Acceleration should become clearly visible after roughly 50 iterations

```python
solver = qls.CDSolver(mnist_instance,
                maxit=1000,
                print_frequency=1,
                screening_rules=['D1'],
                screen_frequency=10,
                apply_screening=True, 
                tol=1e-6)

#solve the problem with the value lambda=0.1 for the regularization parameter
solver.solve(lbda = 0.1)

#print optimal solution of the quadratic lasso
print('optimal x-solution:')
solver.print_x()

#print the corresponding c-optimal design
print()
print('optimal design:')
solver.print_w()
```

#### Solve the small random instance with a specific solver and compare the effect of different screening rules:

```python
# you can replace ['MWU'] with the solver of your choice
algo = {'fista': qls.FistaSolver, # FISTA
        'CD':    qls.CDSolver,    # (Block-)Coordinate Descent
        'FW':    qls.FWSolver,    # Frank-Wolfe
        'MWU':   qls.MultiplicativeSolver,  # Multiplicative Weight Update  
        }['MWU']

solver = algo(rand_instance,
                maxit=1000,
                print_frequency=1,
                screening_rules=['B1','B2','B3','D1','D2'],
                screen_frequency=5,
                apply_screening=False, #this is required to obtain the true rejection rate of each screening rule
                                       #turn this option to True to obtain a CPU speed-up
                tol=1e-6)

solver.solve(lbda = 0.1)
```
NB: The rule `B4` considered in the paper is also implemented, but it only works for $A$-optimal design problems (i.e., with $r=n$, $K=I$).

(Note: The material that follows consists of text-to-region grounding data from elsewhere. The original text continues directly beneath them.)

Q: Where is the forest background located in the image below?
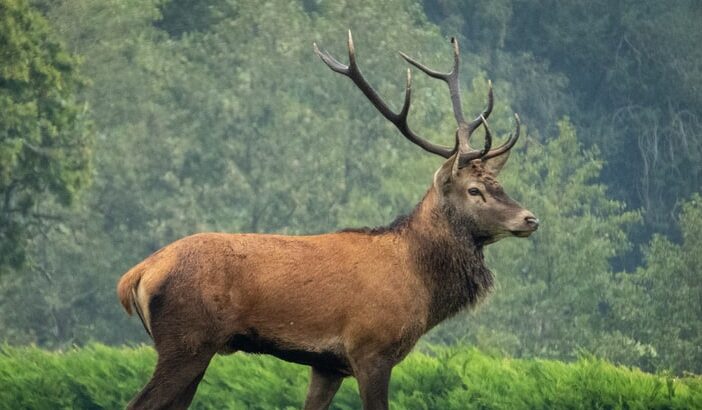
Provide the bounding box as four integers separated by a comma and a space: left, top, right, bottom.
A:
1, 0, 700, 377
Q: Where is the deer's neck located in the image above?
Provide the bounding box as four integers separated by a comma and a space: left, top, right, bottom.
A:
402, 188, 494, 329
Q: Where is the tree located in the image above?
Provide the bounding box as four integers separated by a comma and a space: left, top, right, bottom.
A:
0, 0, 495, 346
2, 0, 697, 377
0, 0, 91, 274
615, 195, 702, 374
423, 0, 702, 266
0, 0, 180, 346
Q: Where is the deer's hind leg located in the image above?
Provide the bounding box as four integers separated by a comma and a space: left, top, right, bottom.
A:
169, 367, 208, 410
127, 345, 215, 410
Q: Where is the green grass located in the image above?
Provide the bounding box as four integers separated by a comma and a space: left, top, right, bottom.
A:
0, 344, 700, 409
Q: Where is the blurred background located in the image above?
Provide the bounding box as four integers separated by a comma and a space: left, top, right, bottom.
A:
1, 0, 700, 376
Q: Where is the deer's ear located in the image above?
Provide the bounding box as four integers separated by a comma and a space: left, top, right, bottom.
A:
434, 152, 461, 189
483, 149, 511, 175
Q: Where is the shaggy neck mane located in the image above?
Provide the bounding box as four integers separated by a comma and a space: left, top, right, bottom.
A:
343, 188, 494, 328
406, 189, 494, 327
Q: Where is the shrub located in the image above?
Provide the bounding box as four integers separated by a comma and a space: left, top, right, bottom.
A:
1, 344, 700, 409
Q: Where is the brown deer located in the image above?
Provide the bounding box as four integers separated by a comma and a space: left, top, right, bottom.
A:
117, 31, 538, 410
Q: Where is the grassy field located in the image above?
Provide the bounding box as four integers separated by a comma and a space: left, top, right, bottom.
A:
0, 344, 700, 409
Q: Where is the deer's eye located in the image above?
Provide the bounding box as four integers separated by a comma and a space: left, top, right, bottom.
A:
468, 188, 481, 196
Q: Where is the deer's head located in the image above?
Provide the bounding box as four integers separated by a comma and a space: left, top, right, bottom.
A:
315, 32, 538, 244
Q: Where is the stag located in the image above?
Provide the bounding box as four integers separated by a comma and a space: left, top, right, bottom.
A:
117, 31, 538, 410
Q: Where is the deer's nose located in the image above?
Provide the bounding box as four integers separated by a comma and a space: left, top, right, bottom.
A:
525, 215, 540, 230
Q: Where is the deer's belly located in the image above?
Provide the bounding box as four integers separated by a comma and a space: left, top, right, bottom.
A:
224, 328, 352, 375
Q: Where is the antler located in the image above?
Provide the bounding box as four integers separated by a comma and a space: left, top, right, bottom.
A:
399, 38, 466, 127
482, 114, 520, 160
399, 37, 494, 162
314, 31, 453, 158
314, 31, 517, 165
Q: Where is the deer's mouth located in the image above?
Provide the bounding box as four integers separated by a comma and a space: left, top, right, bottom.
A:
510, 229, 536, 238
510, 216, 539, 237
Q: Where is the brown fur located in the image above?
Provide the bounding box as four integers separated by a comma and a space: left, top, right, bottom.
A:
117, 160, 537, 410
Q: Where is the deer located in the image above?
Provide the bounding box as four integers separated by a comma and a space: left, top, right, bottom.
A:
116, 31, 539, 410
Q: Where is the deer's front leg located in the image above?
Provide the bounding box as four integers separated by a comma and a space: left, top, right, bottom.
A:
303, 367, 343, 410
353, 360, 393, 410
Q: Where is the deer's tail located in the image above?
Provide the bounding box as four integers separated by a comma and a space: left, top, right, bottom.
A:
117, 263, 153, 338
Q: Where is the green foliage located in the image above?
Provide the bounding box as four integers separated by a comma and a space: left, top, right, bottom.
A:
1, 344, 700, 409
0, 0, 699, 381
613, 195, 702, 373
0, 0, 168, 346
0, 0, 467, 346
155, 0, 230, 37
0, 0, 91, 272
425, 0, 702, 245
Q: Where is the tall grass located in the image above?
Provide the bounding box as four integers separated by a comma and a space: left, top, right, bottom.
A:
0, 344, 700, 409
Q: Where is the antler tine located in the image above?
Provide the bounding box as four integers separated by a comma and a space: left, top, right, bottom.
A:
458, 114, 494, 165
314, 30, 454, 158
478, 114, 493, 155
467, 80, 494, 133
400, 37, 466, 126
482, 113, 520, 160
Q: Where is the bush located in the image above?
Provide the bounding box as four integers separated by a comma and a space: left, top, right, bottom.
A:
1, 344, 700, 409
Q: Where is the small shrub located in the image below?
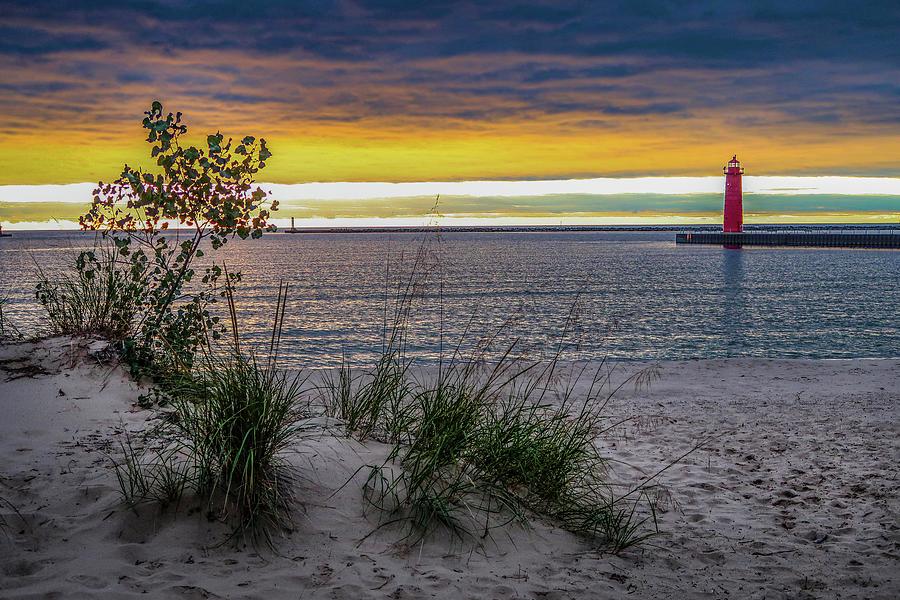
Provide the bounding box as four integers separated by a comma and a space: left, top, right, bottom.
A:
79, 100, 277, 380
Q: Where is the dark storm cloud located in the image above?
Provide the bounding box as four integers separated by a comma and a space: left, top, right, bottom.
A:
3, 1, 898, 63
0, 24, 109, 55
1, 0, 899, 133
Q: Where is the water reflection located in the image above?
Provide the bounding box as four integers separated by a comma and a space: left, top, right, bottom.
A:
721, 248, 747, 355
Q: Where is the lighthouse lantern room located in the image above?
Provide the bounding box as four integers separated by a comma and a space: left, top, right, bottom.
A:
723, 155, 744, 233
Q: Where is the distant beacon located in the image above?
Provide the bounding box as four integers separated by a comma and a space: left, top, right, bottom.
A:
723, 155, 744, 233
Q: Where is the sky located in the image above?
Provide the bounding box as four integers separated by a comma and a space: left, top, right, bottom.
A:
1, 0, 899, 227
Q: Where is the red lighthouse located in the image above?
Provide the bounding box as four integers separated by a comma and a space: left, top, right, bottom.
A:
723, 155, 744, 233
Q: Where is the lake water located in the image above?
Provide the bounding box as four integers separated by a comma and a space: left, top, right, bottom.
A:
1, 230, 898, 367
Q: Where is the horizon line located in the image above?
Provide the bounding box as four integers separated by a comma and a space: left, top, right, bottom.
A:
5, 214, 900, 232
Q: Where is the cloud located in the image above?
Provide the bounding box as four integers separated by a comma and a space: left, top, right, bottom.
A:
0, 0, 899, 184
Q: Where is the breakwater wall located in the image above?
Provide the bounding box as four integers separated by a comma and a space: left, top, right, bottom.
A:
675, 231, 900, 248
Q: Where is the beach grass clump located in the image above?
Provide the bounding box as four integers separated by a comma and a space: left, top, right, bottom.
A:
324, 347, 413, 442
35, 245, 146, 340
172, 352, 309, 531
473, 375, 604, 506
321, 237, 657, 550
113, 436, 190, 510
324, 237, 434, 443
376, 367, 494, 536
112, 284, 310, 539
113, 351, 310, 536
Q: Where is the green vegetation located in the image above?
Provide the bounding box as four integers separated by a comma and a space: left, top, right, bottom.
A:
114, 350, 309, 536
113, 287, 310, 539
331, 343, 659, 551
32, 229, 668, 550
172, 350, 309, 532
323, 238, 433, 443
36, 101, 307, 541
323, 351, 412, 442
77, 100, 277, 377
0, 297, 19, 339
35, 243, 146, 340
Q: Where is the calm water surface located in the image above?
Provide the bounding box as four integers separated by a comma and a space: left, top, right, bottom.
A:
1, 230, 897, 367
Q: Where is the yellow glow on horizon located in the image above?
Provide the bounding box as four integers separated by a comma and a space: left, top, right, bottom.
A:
3, 117, 900, 186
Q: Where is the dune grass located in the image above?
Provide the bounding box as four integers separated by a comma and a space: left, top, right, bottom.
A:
112, 280, 311, 540
323, 347, 412, 442
94, 225, 668, 551
323, 234, 432, 443
172, 351, 309, 533
35, 244, 145, 340
0, 297, 18, 339
348, 349, 659, 551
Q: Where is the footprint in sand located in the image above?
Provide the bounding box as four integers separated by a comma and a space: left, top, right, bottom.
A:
2, 558, 45, 578
66, 573, 108, 590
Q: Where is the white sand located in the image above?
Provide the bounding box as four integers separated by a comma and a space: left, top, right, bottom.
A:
1, 337, 898, 599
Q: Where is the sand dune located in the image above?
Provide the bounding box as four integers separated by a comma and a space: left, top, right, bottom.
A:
1, 337, 898, 598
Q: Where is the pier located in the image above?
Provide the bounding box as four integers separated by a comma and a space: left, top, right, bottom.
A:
676, 230, 900, 248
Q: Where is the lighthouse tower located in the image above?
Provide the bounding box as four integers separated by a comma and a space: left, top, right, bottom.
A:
723, 155, 744, 233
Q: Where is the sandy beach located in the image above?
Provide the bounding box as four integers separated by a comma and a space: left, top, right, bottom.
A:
1, 337, 897, 599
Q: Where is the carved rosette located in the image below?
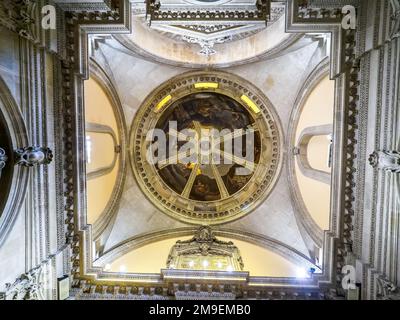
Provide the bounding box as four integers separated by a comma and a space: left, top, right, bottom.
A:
14, 146, 53, 167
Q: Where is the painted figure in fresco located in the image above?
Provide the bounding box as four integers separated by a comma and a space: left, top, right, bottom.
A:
156, 92, 260, 201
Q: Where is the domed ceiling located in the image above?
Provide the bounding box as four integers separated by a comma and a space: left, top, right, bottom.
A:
85, 0, 334, 279
131, 72, 282, 224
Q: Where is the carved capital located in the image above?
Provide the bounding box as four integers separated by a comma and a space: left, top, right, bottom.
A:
0, 147, 7, 179
14, 146, 53, 167
368, 150, 400, 173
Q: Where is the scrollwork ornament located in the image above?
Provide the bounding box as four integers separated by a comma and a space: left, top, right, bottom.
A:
0, 147, 7, 179
182, 35, 233, 56
14, 146, 53, 167
368, 150, 400, 173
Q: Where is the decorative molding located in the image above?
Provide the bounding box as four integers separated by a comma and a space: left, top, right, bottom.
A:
166, 226, 244, 271
175, 290, 236, 300
286, 0, 362, 299
369, 150, 400, 173
0, 0, 38, 42
2, 267, 42, 300
54, 0, 113, 12
140, 1, 285, 54
113, 2, 300, 69
14, 146, 53, 167
93, 227, 318, 273
145, 0, 271, 24
181, 34, 232, 56
1, 255, 60, 300
58, 3, 132, 289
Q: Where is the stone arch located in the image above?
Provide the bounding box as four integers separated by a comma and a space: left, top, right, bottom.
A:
0, 75, 29, 247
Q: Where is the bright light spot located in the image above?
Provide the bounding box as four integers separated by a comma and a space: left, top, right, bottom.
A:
202, 260, 209, 268
240, 95, 261, 114
189, 261, 194, 268
296, 268, 308, 278
86, 135, 92, 164
156, 95, 172, 112
169, 264, 175, 269
119, 265, 127, 273
194, 82, 219, 89
104, 264, 111, 271
217, 261, 222, 269
226, 265, 233, 272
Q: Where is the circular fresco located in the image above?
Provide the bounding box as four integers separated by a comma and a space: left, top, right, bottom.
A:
131, 72, 282, 225
156, 92, 262, 202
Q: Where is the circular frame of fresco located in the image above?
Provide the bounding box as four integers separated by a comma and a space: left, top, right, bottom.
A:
130, 71, 283, 225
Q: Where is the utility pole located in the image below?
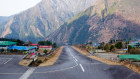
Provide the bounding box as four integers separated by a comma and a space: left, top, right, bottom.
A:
127, 43, 128, 54
127, 40, 129, 54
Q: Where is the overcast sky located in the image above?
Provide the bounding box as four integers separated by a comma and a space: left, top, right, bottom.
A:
0, 0, 41, 16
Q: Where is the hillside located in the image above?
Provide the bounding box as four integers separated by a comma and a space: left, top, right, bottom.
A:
0, 16, 12, 25
0, 0, 96, 42
47, 0, 140, 45
0, 16, 13, 36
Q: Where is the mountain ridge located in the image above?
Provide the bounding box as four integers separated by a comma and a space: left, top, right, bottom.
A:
0, 0, 96, 42
47, 0, 140, 45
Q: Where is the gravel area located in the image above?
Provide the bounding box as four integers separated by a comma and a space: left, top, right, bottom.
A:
94, 53, 119, 61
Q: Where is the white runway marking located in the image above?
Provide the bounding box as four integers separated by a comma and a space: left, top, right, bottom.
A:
4, 58, 12, 64
68, 48, 78, 62
74, 58, 78, 62
68, 47, 86, 72
79, 64, 85, 72
19, 67, 36, 79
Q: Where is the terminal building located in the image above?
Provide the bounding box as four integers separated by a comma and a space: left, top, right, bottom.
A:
8, 46, 36, 53
0, 41, 17, 52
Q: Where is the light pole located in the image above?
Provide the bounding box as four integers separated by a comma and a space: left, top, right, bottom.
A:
127, 40, 129, 54
127, 44, 128, 54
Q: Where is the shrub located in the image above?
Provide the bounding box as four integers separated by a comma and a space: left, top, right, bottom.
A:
110, 45, 115, 51
104, 44, 110, 52
43, 50, 48, 54
52, 43, 57, 48
10, 49, 14, 52
13, 49, 18, 52
88, 42, 92, 45
37, 60, 43, 64
35, 48, 39, 51
97, 46, 101, 49
115, 42, 123, 49
129, 48, 140, 54
1, 48, 4, 52
128, 45, 133, 52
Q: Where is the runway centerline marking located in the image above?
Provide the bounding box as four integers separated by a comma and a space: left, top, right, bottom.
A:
4, 58, 12, 64
68, 48, 79, 62
79, 64, 85, 72
74, 58, 78, 62
19, 67, 36, 79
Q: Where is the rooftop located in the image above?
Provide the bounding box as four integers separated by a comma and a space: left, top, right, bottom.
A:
8, 46, 36, 51
38, 46, 52, 48
30, 44, 38, 46
0, 41, 17, 46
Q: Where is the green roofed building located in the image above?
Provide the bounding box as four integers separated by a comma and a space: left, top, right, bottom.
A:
0, 41, 17, 46
0, 41, 17, 52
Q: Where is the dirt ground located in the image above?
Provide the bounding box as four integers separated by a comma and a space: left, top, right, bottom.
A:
72, 46, 140, 74
72, 46, 120, 65
19, 59, 33, 67
39, 46, 63, 66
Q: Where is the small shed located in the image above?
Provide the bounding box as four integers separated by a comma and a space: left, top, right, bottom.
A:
30, 44, 38, 48
38, 46, 52, 50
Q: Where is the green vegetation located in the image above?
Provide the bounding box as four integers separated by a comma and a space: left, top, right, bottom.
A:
9, 49, 19, 53
87, 42, 92, 45
128, 45, 133, 52
86, 46, 93, 50
16, 39, 24, 46
52, 43, 57, 48
1, 48, 4, 52
110, 45, 115, 51
38, 40, 57, 48
115, 42, 123, 49
10, 49, 14, 52
129, 47, 140, 54
104, 44, 110, 52
43, 50, 48, 54
35, 48, 39, 51
38, 40, 52, 46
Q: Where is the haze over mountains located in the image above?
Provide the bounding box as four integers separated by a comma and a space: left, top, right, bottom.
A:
47, 0, 140, 45
0, 0, 96, 42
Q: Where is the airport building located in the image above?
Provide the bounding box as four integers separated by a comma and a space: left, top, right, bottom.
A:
0, 41, 17, 52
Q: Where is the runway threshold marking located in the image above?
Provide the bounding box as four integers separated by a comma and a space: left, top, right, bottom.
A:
19, 67, 36, 79
79, 64, 85, 72
4, 58, 12, 64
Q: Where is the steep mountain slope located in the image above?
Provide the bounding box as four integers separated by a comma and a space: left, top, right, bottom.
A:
47, 0, 140, 45
0, 16, 13, 36
0, 16, 12, 25
0, 0, 96, 42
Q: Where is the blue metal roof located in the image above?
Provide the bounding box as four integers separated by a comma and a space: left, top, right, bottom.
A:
8, 46, 35, 51
93, 43, 100, 47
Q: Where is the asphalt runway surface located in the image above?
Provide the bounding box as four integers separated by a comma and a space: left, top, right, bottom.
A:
0, 46, 140, 79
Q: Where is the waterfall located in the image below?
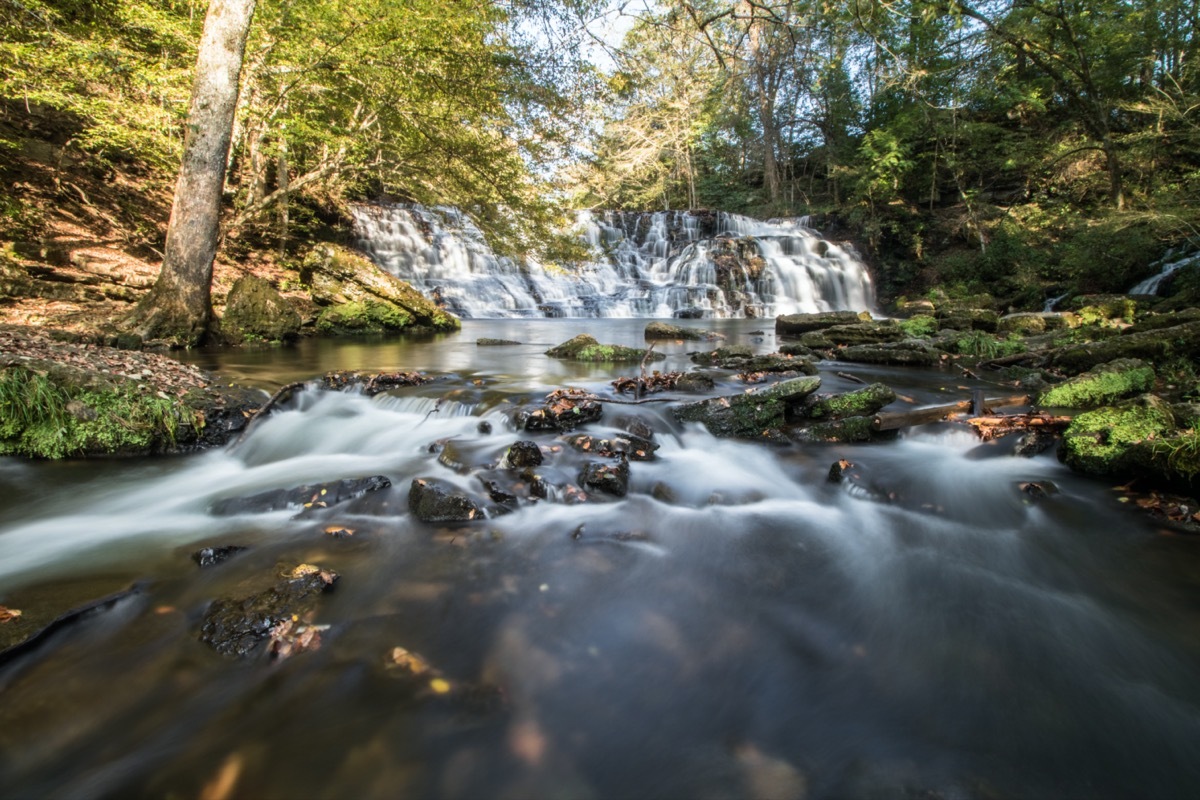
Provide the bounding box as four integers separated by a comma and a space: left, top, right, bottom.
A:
1130, 251, 1200, 296
350, 204, 875, 319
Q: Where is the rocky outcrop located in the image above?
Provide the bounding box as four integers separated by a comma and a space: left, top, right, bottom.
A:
301, 244, 460, 334
408, 478, 484, 522
199, 564, 339, 658
1038, 359, 1155, 409
775, 311, 867, 336
219, 275, 301, 344
1048, 320, 1200, 374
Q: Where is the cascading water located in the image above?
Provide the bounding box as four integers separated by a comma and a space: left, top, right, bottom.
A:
1129, 250, 1200, 295
350, 205, 875, 319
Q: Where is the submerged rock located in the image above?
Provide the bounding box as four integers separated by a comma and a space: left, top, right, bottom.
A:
644, 321, 722, 341
192, 546, 249, 568
211, 475, 392, 516
408, 478, 484, 522
476, 338, 522, 346
672, 376, 821, 438
199, 565, 338, 659
790, 416, 877, 443
219, 275, 301, 344
775, 311, 867, 336
1038, 359, 1155, 409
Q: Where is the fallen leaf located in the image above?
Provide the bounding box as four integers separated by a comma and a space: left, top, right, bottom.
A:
429, 677, 452, 694
0, 606, 22, 623
390, 646, 431, 675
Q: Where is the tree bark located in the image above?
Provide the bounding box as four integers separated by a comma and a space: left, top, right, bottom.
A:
126, 0, 258, 346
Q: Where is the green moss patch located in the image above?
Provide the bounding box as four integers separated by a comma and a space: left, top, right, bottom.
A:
546, 334, 663, 363
0, 365, 192, 459
898, 315, 938, 338
1039, 359, 1155, 409
1060, 397, 1175, 476
315, 301, 412, 335
804, 382, 896, 420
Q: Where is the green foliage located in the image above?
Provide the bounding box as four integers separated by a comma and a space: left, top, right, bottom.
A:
1151, 429, 1200, 478
952, 331, 1026, 359
897, 315, 938, 338
1039, 361, 1156, 408
0, 365, 184, 458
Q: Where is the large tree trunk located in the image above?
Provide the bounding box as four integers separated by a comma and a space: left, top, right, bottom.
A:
126, 0, 257, 346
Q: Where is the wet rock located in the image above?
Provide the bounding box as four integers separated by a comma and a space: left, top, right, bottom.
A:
1059, 395, 1175, 477
579, 455, 630, 497
775, 311, 868, 336
1014, 429, 1059, 457
674, 308, 705, 319
1038, 358, 1155, 409
789, 416, 877, 443
996, 312, 1074, 335
192, 546, 249, 568
301, 244, 460, 333
798, 320, 905, 347
211, 475, 392, 516
523, 388, 603, 432
618, 417, 656, 440
644, 321, 722, 341
836, 341, 944, 367
504, 440, 544, 468
565, 432, 659, 461
692, 346, 817, 375
479, 479, 518, 508
318, 370, 427, 395
675, 372, 716, 392
672, 376, 822, 438
476, 338, 522, 346
827, 458, 854, 483
803, 383, 896, 420
545, 334, 663, 363
408, 478, 484, 523
219, 275, 301, 344
1048, 320, 1200, 374
477, 420, 493, 434
199, 564, 338, 658
691, 345, 752, 365
778, 343, 816, 358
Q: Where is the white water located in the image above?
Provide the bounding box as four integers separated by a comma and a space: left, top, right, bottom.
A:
350, 205, 874, 319
1130, 251, 1200, 295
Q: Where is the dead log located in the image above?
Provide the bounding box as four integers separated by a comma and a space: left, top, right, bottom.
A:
966, 413, 1072, 441
872, 394, 1030, 431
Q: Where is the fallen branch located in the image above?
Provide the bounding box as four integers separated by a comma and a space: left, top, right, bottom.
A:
233, 381, 307, 445
966, 413, 1072, 441
873, 393, 1030, 431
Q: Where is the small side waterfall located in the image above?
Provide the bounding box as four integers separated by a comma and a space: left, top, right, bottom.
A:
350, 205, 875, 319
1130, 251, 1200, 296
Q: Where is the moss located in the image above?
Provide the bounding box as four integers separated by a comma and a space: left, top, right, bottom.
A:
898, 315, 938, 338
546, 334, 662, 363
315, 301, 412, 334
1060, 397, 1175, 476
952, 331, 1026, 358
672, 376, 822, 438
805, 382, 896, 420
1151, 428, 1200, 480
220, 275, 301, 344
791, 415, 876, 443
0, 365, 191, 459
1039, 359, 1155, 409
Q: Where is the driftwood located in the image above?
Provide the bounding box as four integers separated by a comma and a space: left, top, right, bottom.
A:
836, 371, 868, 384
872, 394, 1030, 431
965, 413, 1072, 441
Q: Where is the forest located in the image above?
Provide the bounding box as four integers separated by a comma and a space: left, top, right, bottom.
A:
4, 0, 1200, 312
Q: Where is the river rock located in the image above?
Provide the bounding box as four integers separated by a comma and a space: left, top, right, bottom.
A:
545, 334, 663, 363
836, 341, 944, 366
211, 475, 392, 516
691, 345, 752, 365
192, 545, 249, 568
199, 564, 338, 658
408, 478, 484, 522
1038, 359, 1155, 409
476, 338, 522, 346
1059, 395, 1176, 477
799, 320, 905, 348
1048, 320, 1200, 374
789, 416, 877, 443
644, 321, 722, 341
579, 455, 630, 497
775, 311, 867, 336
672, 375, 821, 438
936, 308, 1000, 333
504, 440, 544, 468
219, 275, 301, 344
996, 312, 1072, 335
565, 432, 659, 461
802, 383, 896, 420
675, 371, 716, 392
301, 244, 460, 334
523, 388, 603, 432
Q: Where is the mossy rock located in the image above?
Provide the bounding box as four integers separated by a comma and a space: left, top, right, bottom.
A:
897, 315, 938, 339
803, 382, 896, 420
301, 244, 459, 333
935, 308, 1000, 333
315, 301, 415, 334
644, 321, 718, 341
1059, 395, 1175, 476
799, 320, 904, 347
672, 376, 822, 438
219, 275, 301, 344
995, 312, 1078, 335
1066, 294, 1140, 323
1048, 320, 1200, 374
546, 334, 662, 363
837, 341, 944, 366
789, 415, 877, 443
691, 345, 753, 365
775, 311, 868, 336
1039, 359, 1155, 409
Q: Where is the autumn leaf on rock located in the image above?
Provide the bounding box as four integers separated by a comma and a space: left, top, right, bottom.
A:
0, 606, 22, 623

Now, we can draw a plot to visualize the number of design points eliminated by each rule, as a function of the iteration count:
```python
# plot the rejection rate by different screening screening_rules
import matplotlib.pyplot as plt
for rule in solver.screening_rejection:
    plt.plot(solver.screen_iter, solver.screening_rejection[rule], label=rule)
plt.legend()
plt.show()
```

#### Solve a quadratic lasso instance using an adaptation of the Homotopy algorithm (LARS)

The orginal algorithm for the standard (with non-squared penalty) lasso was described in

    Osborne, Presnell & Turlach (2000). IMA Journal of Numerical Analysis, 20(3):389--403.

and 

    Efron, Hastie, Johnstone & Tibshirani (2004). The Annals of Statistics, 32(2):407--499.

```python
lars_solver = qls.LarsSolver(mnist_instance)
lars_solver.solve(lbda=0.1)

#print the c-optimal design
print()
print('optimal design:')
lars_solver.print_w()
```

#### Solve a quadratic lasso instance with a SOCP solver 

You can replace 'cvxopt' with the name of a commercial solver installed on your system, such as `gurobi` or `mosek` 

```python
socp_solver = qls.PicosSolver(mnist_instance)
socp_solver.solve(lbda=0.1,verbosity=1,solver='cvxopt',tol=1e-4) # solves a SOCP reformulation of the Quadratic Lasso problem
```

## License

`qlasso` is free and open source software and available to you under the terms of the MIT License 

## Citing

The manuscript that describes the methods used in this package will be referenced here upon publication.